Transportation networks can broadly be considered to include roads, railways, waterways, pipelines, air transport and cables, although the majority of work in this special issue focusses on roads and railways. The impacts of landslide on transportation networks include delays and detours, damage to vehicles and transportation infrastructure, and increased cost of maintenance (Postance et al., 2017). Impacts may be direct (such as a landslide directly landing on a road surface) or indirect such as loss of income to a region due to inaccessibility (Winter et al., 2016).

Systematic regional and global databases of landslides are limited (Wood et al., 2020; Guzzetti et al., 2012), but one conservative estimate is that ∼11.7 % of all landslides in a global database of non-seismically triggered landslides between 2004 and 2016 affected road networks (Froude and Petley, 2018). However, these and similar statistics are likely to underestimate the magnitude of impact and interactions between landslides and transportation networks due to (i) under-reporting of landslides and (ii) the potentially large regional implications of a landslide blocking a transportation corridor (e.g. Meyer et al., 2015), under-evaluating the potential impact of road networks on water and sediment flow paths at the catchment scale (Sidle and Ziegler, 2012; Tarolli and Sofia, 2016).
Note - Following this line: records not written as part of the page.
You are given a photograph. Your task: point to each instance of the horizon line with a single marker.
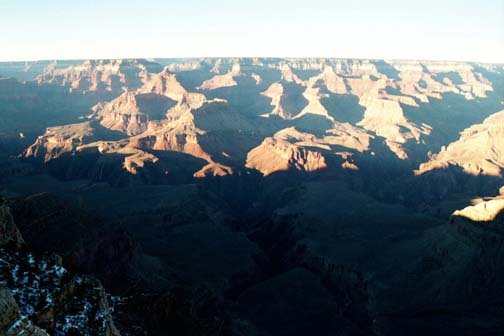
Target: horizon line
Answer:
(251, 57)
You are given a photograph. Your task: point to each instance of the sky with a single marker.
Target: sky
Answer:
(386, 29)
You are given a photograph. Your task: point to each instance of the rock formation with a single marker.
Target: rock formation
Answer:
(479, 150)
(100, 75)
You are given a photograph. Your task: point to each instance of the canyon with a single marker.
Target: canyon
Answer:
(251, 196)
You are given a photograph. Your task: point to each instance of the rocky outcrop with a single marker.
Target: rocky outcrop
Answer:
(220, 81)
(39, 296)
(479, 150)
(100, 75)
(278, 154)
(59, 140)
(386, 119)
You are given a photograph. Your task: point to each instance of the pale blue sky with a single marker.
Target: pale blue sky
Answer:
(390, 29)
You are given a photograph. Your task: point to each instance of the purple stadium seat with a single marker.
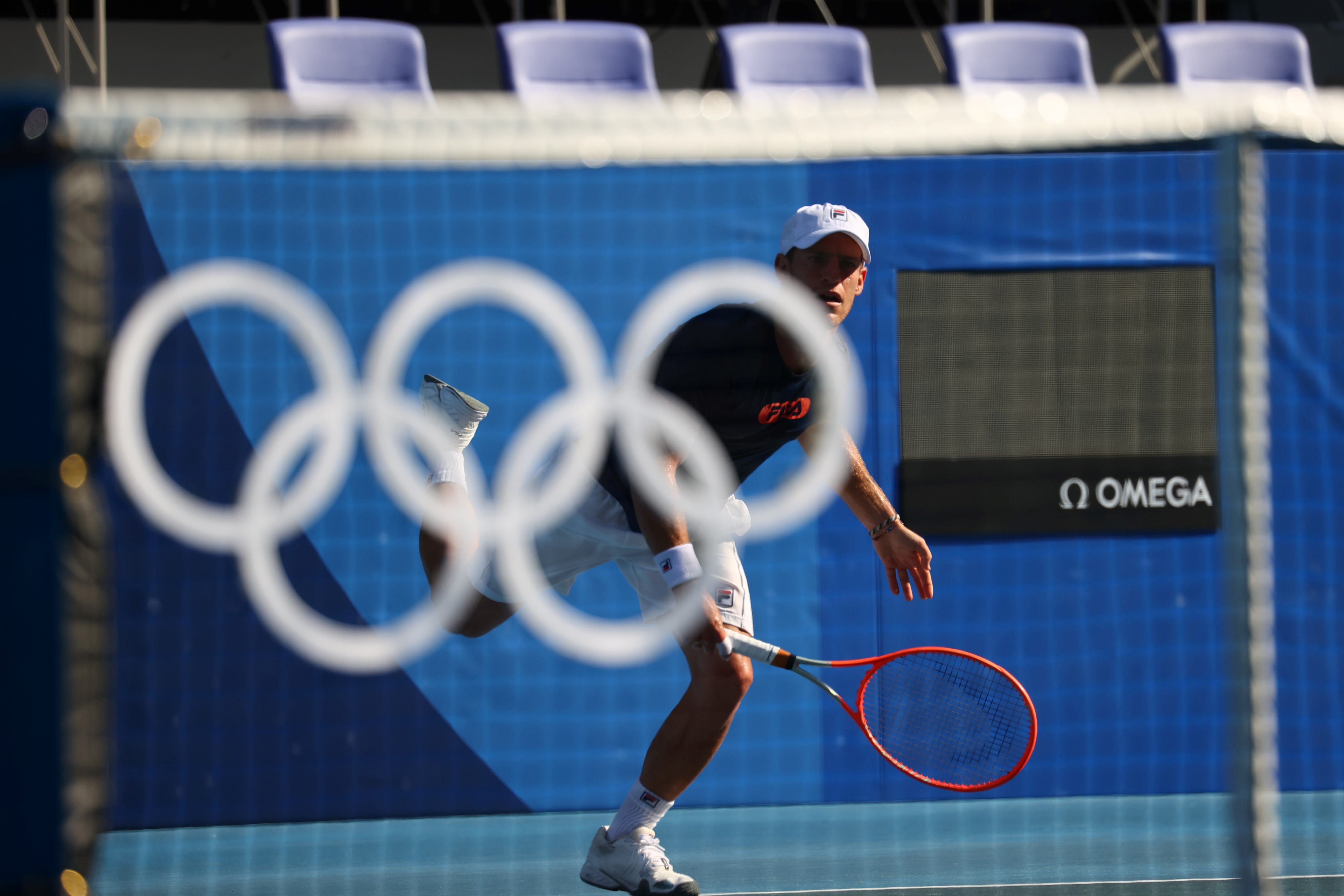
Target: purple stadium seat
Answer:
(323, 61)
(541, 60)
(1230, 53)
(772, 58)
(1018, 54)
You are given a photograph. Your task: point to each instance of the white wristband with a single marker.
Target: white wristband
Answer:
(678, 565)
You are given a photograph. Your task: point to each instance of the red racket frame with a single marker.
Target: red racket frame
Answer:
(858, 715)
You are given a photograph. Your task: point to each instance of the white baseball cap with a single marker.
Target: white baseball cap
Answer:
(814, 223)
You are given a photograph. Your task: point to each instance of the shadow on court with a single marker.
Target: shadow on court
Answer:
(1173, 846)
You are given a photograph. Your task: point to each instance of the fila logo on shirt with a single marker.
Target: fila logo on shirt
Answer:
(1154, 492)
(795, 410)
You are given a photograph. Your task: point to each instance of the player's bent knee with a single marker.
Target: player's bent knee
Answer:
(724, 682)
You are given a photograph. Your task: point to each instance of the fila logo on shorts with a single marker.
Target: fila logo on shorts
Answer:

Landslide–transport network interaction research – spanning a range of disciplines including geomorphology, remote sensing, spatial analysis, economics, and engineering – is generally across three areas:

  • i.

    Understanding the physical processes of landslide and transport interactions. Examples of methods include remote sensing (Giordan et al., 2018), spatial analysis of landslide inventories and road networks (Donnini et al., 2017), landslide susceptibility mapping (Brenning et al., 2015; Meneses et al., 2019), landslide models (Santangelo et al., 2019), and measurement of landslide flows (Sidle et al., 2014).

  • ii.

    Understanding the impacts of landslides on transportation network. Examples of methods include forensic analysis of costs (Klose et al., 2016), economic impact modelling (Klose et al., 2015; Jaiswal et al., 2010), traffic impact modelling (Meyer et al., 2015), and modelling spatial and temporal changes to meteorologically triggered landslides under climate change in road corridors (Uzielli et al., 2018).

  • iii.

    Mitigation of transportation network landslide hazard, exposure, vulnerability and overall risk. Methods span both physical and planning measures and include minimising exposure by monitoring/early warning coupled with road closure systems (Graziella et al., 2015; Ferrigno et al., 2017), minimising hazard by slope engineering to reduce landslide susceptibility (Fowze et al., 2012), calculation of acceptable risk (Mignelli et al., 2012) and risk-adapted planning for siting of new roads (Lennartz, 2013).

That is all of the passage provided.